Hi, I’m working on real/bogus classification, and I’m testing different quantities in the LSST pipeline source catalog. I find that the performance of a quantity called “base_SdssShape_instFlux_yy_Cov” seems to be quite difference from “base_SdssShape_instFlux_xx_Cov” and “base_SdssShape_instFlux_xy_Cov”. It is a quantity in both the src catalog of a direct image, or the diaSrc catalog of a difference image.
The information in the FITS table header is like this.
TTYPE54 = 'base_SdssShape_instFlux_yy_Cov' / uncertainty covariance between base
TFORM54 = '1E ' / format of field
TDOC54 = 'uncertainty covariance between base_SdssShape_instFlux and base_Sds&'
CONTINUE 'sShape_yy'
TUNIT54 = 'count*pixel^2'
TCCLS54 = 'Scalar ' / Field template used by lsst.afw.table
I notice that bright transients usually have large values at “base_SdssShape_instFlux_xx_Cov” and “base_SdssShape_instFlux_xy_Cov” but small values at “base_SdssShape_instFlux_yy_Cov”. However, in theory covariances should not be strongly related to direction.
How does the pipeline compute those SDSS shape flux - 2nd moment covariances? I was not able to find much information about that.
Any suggestions will be appreciated.
This is the C++ code for the algorithm, most of which goes back to ~2014.

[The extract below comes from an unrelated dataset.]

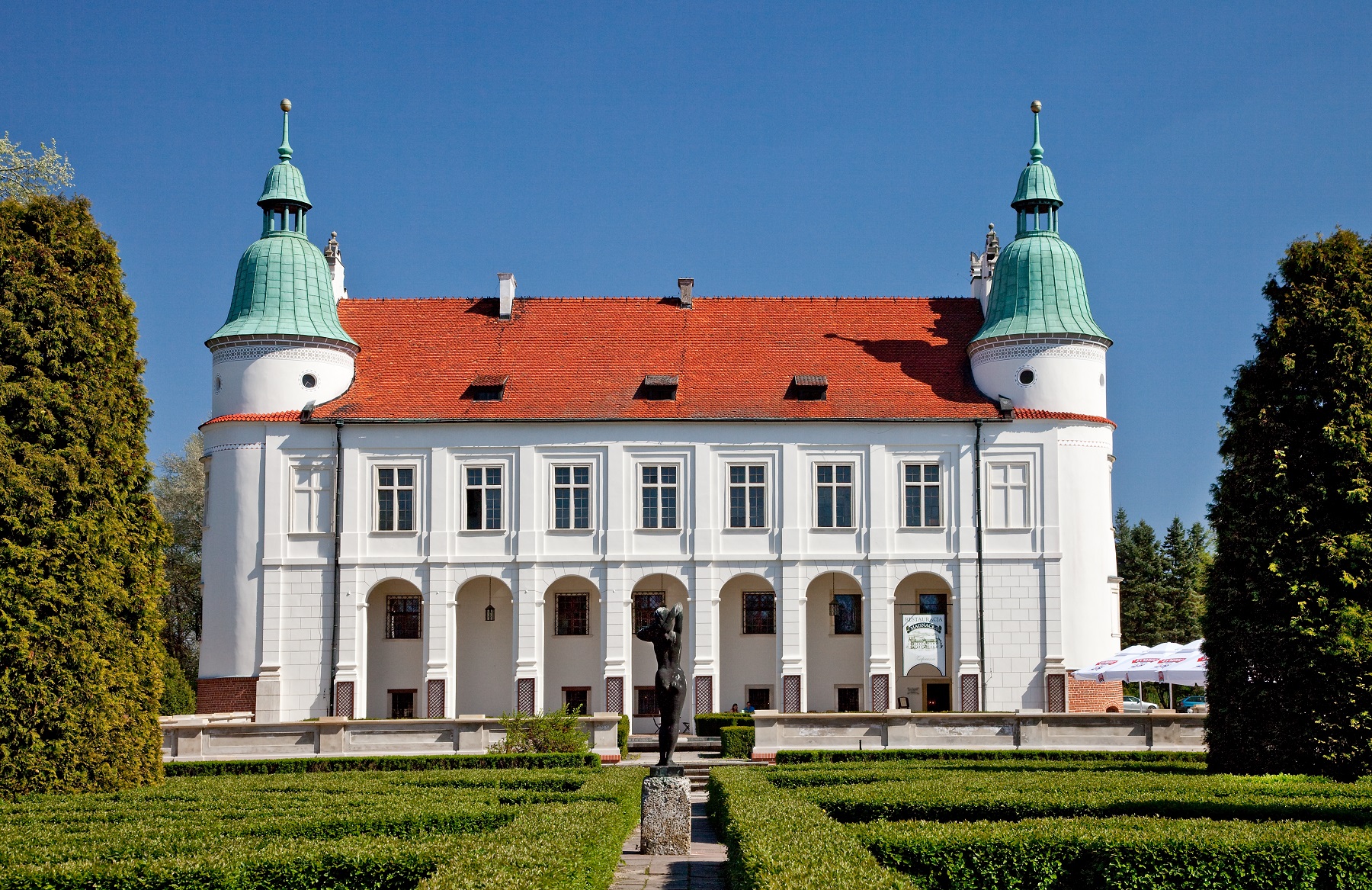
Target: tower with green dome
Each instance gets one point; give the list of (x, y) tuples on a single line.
[(1039, 346), (281, 346)]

Note that we are moving away from SdssShape to HsmShape. I’ve asked about the documentation for that (it was just rewritten in python). That package is here:
Thinking about this some more: what do you mean by “the performance of”, in your question? Because I could believe that the xx and yy shape covariances do encode information about which sources are bogus. y is the column direction, so bad columns and bleed trails would probably have quite different yy_Cov than less pathological sources.
Thank you for pointing me to those webpages. The SdssShape.cc page shows those flux - moments covariances are derived from a 4D Fisher matrix. In my question, “behavior” could be a better word than “performance”. What I found is that bright sources usually had large Flux_xx_Cov and Flux_xy_Cov values, but small/random Flux_yy_Cov values, and I’m trying to understand why. Thanks for pointing out the issues of bad columns and bleed trails – I think that’s probably the reason.